Because conventional transaction processors can be compelled to shut off payments to publishers whose content offends the powerful. Just look at what happened to wikileaks.

  • Seriously. Conventional transaction processors are the problem, not the solution. They can pick favorites and shut off payments for non-favorites, change their TOS, hit you with surprise transaction fees, randomly suspend your account, insert middlemen, etc. etc.

  • Crypto is not going to save you there. If some country like India wants to ban content from some publishers, they can do so by just asking their ISPs to ban all traffic to said publishers. Whether the publisher accepts micropayments on crypto rails or conventional rails is immaterial. They are not going to be able to distribute their content anymore and hence not get paid either.

Because Visa doesn't (hasn't) wanted to do microtransactions, ever, since the beginning of the internet.

  • You still don't need cryptocurrencies.

    You just need a middleman that aggregates micropayments into large enough amounts to work with non-micropayment systems.

    Some might object to having to get middlemen involved, but the thing is that even with cryptocurrency payments you are going to need middlemen because the web is international.

    If your website is directly charging crawlers to crawl and you get crawled and paid by any crawler from another country, congratulations! You are now engaged directly in international trade and have a whole slew of regulations to deal with, probably from both your country and the country the crawler is from.

    If you go through a middleman you can structure things so it is the middleman that is buying crawler access from you. Pick a middleman in your country (or anywhere in the EU of you are in the EU) and most of your regulatory headaches go away.

    • A middleman is not strictly required for cryptocurrencies. Regulations around them and how international transactions are taxed will depend on each country, just like anything else. These matters can be handled by lawyers and accountants as usual.

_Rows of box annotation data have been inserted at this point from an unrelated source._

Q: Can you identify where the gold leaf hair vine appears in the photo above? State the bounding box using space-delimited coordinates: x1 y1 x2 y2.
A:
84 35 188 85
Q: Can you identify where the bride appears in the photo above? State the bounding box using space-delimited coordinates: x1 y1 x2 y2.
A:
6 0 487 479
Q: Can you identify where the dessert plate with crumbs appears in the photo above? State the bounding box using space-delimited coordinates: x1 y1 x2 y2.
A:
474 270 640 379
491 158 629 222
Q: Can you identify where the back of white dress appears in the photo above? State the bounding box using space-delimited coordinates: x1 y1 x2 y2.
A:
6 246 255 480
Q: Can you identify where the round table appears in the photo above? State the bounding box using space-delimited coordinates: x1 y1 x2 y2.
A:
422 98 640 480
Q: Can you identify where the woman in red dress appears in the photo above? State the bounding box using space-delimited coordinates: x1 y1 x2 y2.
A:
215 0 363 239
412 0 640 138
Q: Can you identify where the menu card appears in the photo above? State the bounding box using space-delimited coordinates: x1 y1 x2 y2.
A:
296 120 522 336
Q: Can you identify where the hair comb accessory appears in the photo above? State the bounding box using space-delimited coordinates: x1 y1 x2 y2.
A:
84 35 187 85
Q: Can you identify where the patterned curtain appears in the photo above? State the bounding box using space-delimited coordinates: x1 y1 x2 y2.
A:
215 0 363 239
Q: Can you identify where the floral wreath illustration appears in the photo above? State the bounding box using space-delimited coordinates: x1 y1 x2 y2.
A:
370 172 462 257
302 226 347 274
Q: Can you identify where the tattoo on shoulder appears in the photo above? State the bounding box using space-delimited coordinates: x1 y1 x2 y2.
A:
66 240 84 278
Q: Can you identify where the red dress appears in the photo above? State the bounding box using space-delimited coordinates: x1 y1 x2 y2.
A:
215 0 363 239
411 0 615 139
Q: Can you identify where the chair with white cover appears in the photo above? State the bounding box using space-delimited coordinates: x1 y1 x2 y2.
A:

      While I agree that cryptocurrencies are not strictly required for this, the infrastructure already exists to support micropayments, and is well understood and trusted. What infrastructure could support the same use cases for fiat micropayments? Would it be as low friction to setup and use as cryptocurrencies are today? Would it be decentralized and not depend on a single company?

      I'm as tired as anyone else about the cryptocurrency hype and the charlatans and scammers it has enabled. But I also think it's silly to completely ignore the technology and refuse to acknowledge that it has genuine use cases that no other system is well suited for. Micropayments and powering novel business models on the web is one clear example of that.

      1 reply →

    • "I" pick a middleman like VISA and my regulatory headaches begin with THEIR policies on top of regulatory headaches.